Società dei servizi. Le imprese che operano per realizzare questo progetto hanno prodotto dal 1970 ad oggi l’85 per cento dei nuovi posti di lavoro e alimentano ormai più del 51 per cento del nostro prodotto lordo. Eppure sono le stesse che attendono da anni risposte sul fronte della ricerca, dei programmi e degli investimenti.
Riforma fiscale. Resta ancora a mezz’aria perché non è chiaro quali potranno essere i suoi reali tempi di attuazione. Una prima riflessione da fare riguarda l’imposta sul reddito delle persone fisiche, la seconda le imposte indirette. Non ci sarà una vera riforma se essa non consentirà di abbattere anche le aliquote dell’Iva alleggerendo il carico fiscale che pesa si settori strategici della nostra economia quale, in primo luogo, il turismo. Si attende poi l’abolizione dell’Irap, una tassa che colpisce proprio quelle imprese che oggi creano maggiore occupazione.
Infrastrutture. Il gap che pesa sul nostro sistema è insostenibile. Come dotazione siamo sotto la media europea per almeno il 15 per cento, ma paesi come Francia, Germania e Spagna ci sopravanzano del 30-35 per cento. Le maggiori carenze sono nei settori della produzione dell’energia, degli acquedotti, delle comunicazioni, del sistema viario, ferroviario, portuale, marittimo e di tutti i servizi di base. Sono carenze che riducono la competitività delle imprese e tagliano le gambe soprattutto al sistema dei servizi. I black out verificatisi nei giorni scorsi e che potranno ripetersi sono la punta dell’iceberg di una crisi assai più profonda e complessa.
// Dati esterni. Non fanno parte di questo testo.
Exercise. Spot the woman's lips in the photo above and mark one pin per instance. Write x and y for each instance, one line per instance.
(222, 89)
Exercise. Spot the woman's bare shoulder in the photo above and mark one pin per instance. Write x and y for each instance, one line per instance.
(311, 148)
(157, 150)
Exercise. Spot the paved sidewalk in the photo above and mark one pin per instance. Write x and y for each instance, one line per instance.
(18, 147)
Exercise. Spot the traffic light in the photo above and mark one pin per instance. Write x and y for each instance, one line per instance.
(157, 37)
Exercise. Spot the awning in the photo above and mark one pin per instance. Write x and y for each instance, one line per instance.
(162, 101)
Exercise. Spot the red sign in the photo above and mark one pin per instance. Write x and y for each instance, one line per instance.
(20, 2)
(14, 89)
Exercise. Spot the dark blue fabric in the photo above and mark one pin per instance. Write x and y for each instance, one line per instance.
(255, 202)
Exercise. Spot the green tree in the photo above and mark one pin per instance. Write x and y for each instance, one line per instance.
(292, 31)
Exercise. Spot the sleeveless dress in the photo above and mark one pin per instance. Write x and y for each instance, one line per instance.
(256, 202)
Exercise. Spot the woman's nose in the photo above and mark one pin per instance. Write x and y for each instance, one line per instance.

Mercato del lavoro. La riforma è un fatto ormai ineludibile. Primo, perché l’aumento della flessibilità consente reali possibilità di sviluppo a tutto l’arco del sistema produttivo e delle società dei servizi. Secondo, perché offre alle piccole e medie imprese un più ampio ventaglio di opportunità per realizzare nuovi investimenti e creare nuovi posti di lavoro. Il fatto che il referendum sull’estensione dei principi dell’articolo 18 alle imprese fino a 15 dipendenti non abbia avuto il consenso della grande maggioranza degli elettori è un’ulteriore conferma della giustezza di questa riforma. E perché possa avere gli effetti desiderati è indispensabile creare ammortizzatori sociali che consentano a ogni tipo di impresa di fronteggiare i periodi di crisi con strumenti direttamente finalizzati al reinserimento occupazionale.
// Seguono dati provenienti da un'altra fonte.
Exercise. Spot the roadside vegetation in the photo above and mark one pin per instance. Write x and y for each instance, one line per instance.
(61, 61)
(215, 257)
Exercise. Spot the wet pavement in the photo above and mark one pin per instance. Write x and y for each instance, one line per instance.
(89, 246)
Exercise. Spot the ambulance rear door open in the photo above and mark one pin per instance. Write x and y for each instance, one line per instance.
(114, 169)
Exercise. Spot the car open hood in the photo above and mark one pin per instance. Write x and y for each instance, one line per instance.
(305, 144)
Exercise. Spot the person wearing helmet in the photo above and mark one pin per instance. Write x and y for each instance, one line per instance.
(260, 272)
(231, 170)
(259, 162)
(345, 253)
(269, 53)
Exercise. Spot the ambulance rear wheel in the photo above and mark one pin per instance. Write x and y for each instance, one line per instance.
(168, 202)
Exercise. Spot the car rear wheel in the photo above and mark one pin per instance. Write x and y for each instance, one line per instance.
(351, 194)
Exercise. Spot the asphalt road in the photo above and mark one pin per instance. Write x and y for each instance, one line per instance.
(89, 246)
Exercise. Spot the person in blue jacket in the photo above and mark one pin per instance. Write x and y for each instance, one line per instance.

Sicurezza. Seppure le attività di contrasto dello Stato abbiano conseguito qualche positivo risultato, il sistema-paese continua a subire pesanti contraccolpi a causa della criminalità organizzata. Almeno un quarto delle piccole e medie imprese è costretto ogni giorno a fare i conti con questa drammatica realtà. Allo stesso modo diventano sempre più insostenibili i conti da fare con un abusivismo che resta fuori da ogni controllo.